Jetstreamer
A Solana project geared towards realtime indexing, research, and backfilling with support for all epochs in the history of Solana mainnet, capable of 2.7M TPS+
Install / Use
/learn @anza-xyz/JetstreamerREADME
Jetstreamer
Overview
Jetstreamer is a high-throughput Solana backfilling and research toolkit designed to stream historical chain data live over the network from Project Yellowstone's Old Faithful archive, which is a comprehensive open source archive of all Solana blocks and transactions from genesis to the current tip of the chain. Given the right hardware and network connection, Jetstreamer can stream data at over 2.7M TPS to a local Jetstreamer plugin or geyser plugin. Higher speeds are possible with better hardware (in our case 64 core CPU, 30 Gbps+ network for the 2.7M TPS record).
Jetstreamer exposes three companion crates:
jetstreamer– the primary facade that wires firehose ingestion into your plugins throughJetstreamerRunner.jetstreamer-firehose– async helpers for downloading, compacting, and replaying Old Faithful CAR archives at scale.jetstreamer-plugin– a trait-based framework for building structured observers with ClickHouse-friendly batching and runtime metrics.jetstreamer-utils- utils used by the Jetstreamer ecosystem.
Every crate ships with rich module-level documentation and runnable examples. Visit docs.rs/jetstreamer to explore the API surface in detail.

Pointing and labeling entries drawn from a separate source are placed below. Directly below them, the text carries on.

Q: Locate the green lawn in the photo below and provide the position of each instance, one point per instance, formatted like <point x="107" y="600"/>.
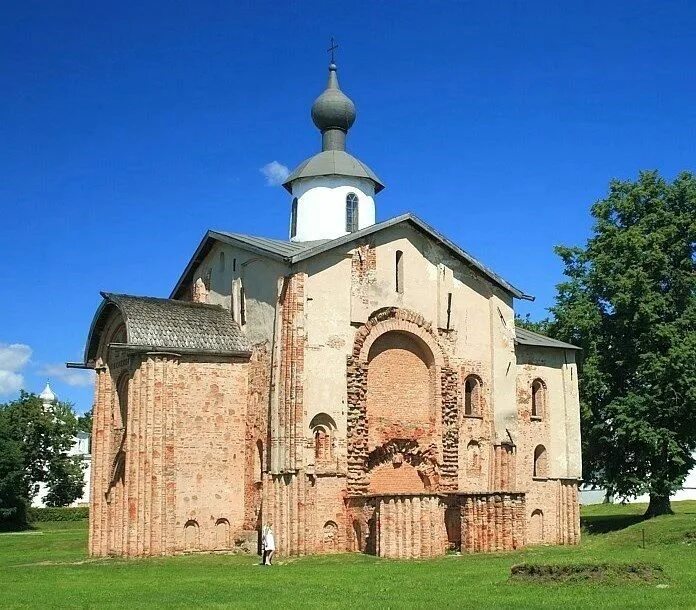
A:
<point x="49" y="568"/>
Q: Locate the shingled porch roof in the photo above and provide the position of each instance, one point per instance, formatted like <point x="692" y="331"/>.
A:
<point x="155" y="324"/>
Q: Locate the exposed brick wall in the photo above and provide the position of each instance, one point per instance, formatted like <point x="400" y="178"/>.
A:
<point x="177" y="459"/>
<point x="363" y="408"/>
<point x="290" y="432"/>
<point x="256" y="432"/>
<point x="410" y="526"/>
<point x="493" y="522"/>
<point x="399" y="391"/>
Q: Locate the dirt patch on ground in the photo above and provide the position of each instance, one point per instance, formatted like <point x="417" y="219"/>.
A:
<point x="595" y="572"/>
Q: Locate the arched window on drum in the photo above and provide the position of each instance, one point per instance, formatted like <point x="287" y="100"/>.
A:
<point x="323" y="429"/>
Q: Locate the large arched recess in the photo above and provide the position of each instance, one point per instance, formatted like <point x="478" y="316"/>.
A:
<point x="413" y="340"/>
<point x="400" y="389"/>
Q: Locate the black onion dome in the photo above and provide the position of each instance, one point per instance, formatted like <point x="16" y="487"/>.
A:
<point x="333" y="109"/>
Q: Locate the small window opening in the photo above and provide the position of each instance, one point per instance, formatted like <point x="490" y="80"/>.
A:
<point x="472" y="396"/>
<point x="242" y="306"/>
<point x="449" y="310"/>
<point x="540" y="462"/>
<point x="538" y="398"/>
<point x="351" y="212"/>
<point x="399" y="278"/>
<point x="293" y="218"/>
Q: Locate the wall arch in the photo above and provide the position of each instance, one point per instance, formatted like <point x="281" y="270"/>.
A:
<point x="330" y="536"/>
<point x="540" y="462"/>
<point x="222" y="534"/>
<point x="536" y="527"/>
<point x="395" y="319"/>
<point x="192" y="538"/>
<point x="539" y="398"/>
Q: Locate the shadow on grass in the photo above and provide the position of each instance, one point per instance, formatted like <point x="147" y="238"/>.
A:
<point x="603" y="524"/>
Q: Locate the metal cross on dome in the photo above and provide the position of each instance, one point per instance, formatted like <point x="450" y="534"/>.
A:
<point x="332" y="48"/>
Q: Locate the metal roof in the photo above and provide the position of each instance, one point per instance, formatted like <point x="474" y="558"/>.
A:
<point x="279" y="247"/>
<point x="294" y="252"/>
<point x="170" y="325"/>
<point x="528" y="337"/>
<point x="332" y="163"/>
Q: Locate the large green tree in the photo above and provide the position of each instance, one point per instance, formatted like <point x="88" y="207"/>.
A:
<point x="34" y="447"/>
<point x="630" y="302"/>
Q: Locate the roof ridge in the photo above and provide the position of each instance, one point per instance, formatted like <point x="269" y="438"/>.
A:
<point x="163" y="299"/>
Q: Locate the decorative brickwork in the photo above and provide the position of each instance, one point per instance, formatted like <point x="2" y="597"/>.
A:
<point x="450" y="433"/>
<point x="410" y="526"/>
<point x="493" y="522"/>
<point x="443" y="397"/>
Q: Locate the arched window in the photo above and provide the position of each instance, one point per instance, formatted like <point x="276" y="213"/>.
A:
<point x="351" y="212"/>
<point x="473" y="458"/>
<point x="323" y="430"/>
<point x="242" y="306"/>
<point x="121" y="413"/>
<point x="472" y="395"/>
<point x="540" y="462"/>
<point x="293" y="218"/>
<point x="322" y="445"/>
<point x="399" y="271"/>
<point x="538" y="398"/>
<point x="258" y="462"/>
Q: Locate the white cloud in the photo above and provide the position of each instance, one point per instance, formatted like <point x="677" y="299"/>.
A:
<point x="73" y="377"/>
<point x="275" y="173"/>
<point x="13" y="358"/>
<point x="10" y="382"/>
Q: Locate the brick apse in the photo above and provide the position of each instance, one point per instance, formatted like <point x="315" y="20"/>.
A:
<point x="365" y="394"/>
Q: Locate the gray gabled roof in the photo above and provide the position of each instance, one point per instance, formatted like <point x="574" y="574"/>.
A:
<point x="332" y="163"/>
<point x="528" y="337"/>
<point x="154" y="324"/>
<point x="294" y="252"/>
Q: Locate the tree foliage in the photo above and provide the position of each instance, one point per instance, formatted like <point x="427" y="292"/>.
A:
<point x="34" y="446"/>
<point x="630" y="302"/>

All 3 sub-crates are provided as re-exports within the main jetstreamer crate via the
following re-exports:
jetstreamer::firehosejetstreamer::pluginjetstreamer::utils
Limitations
While Jetstreamer is able to play back all blocks, transactions, epochs, and rewards in the
history of Solana mainnet, it is limited by what is in Old Faithful. Old Faithful does not
contain account updates, so Jetstreamer at the moment also does not have them. Transaction logs
are available in transaction_status_meta.log_messages for all epochs.
It is worth noting that the way Old Faithful and thus Jetstreamer stores transactions, they are stored in their "already-executed" state as they originally appeared to Geyser when they were first executed. Thus while Jetstreamer can replay ledger data, it is not executing transactions directly, and when we say 2.7M TPS, we mean "2.7M transactions processed by a Jetstreamer or Geyser plugin locally, streamed over the internet from the Old Faithful archive."
Quick Start
To get an idea of what Jetstreamer is capable of, you can try out the demo CLI that runs
Jetstreamer Runner with the Program Tracking plugin enabled. Pass --with-plugin instruction-tracking (or repeat the flag to run both built-ins) to change the default set:
Jetstreamer Runner CLI
# Replay all transactions in epoch 800, using the default number of multiplexing threads based on your system
cargo run --release -- 800
# The same as above, but tuning network capacity for 10 Gbps, resulting in a higher number of multiplexing threads
JETSTREAMER_NETWORK_CAPACITY_MB=10000 cargo run --release -- 800
# Do the same but for slots 358560000 through 367631999, which is epoch 830-850 (slot ranges can be cross-epoch!)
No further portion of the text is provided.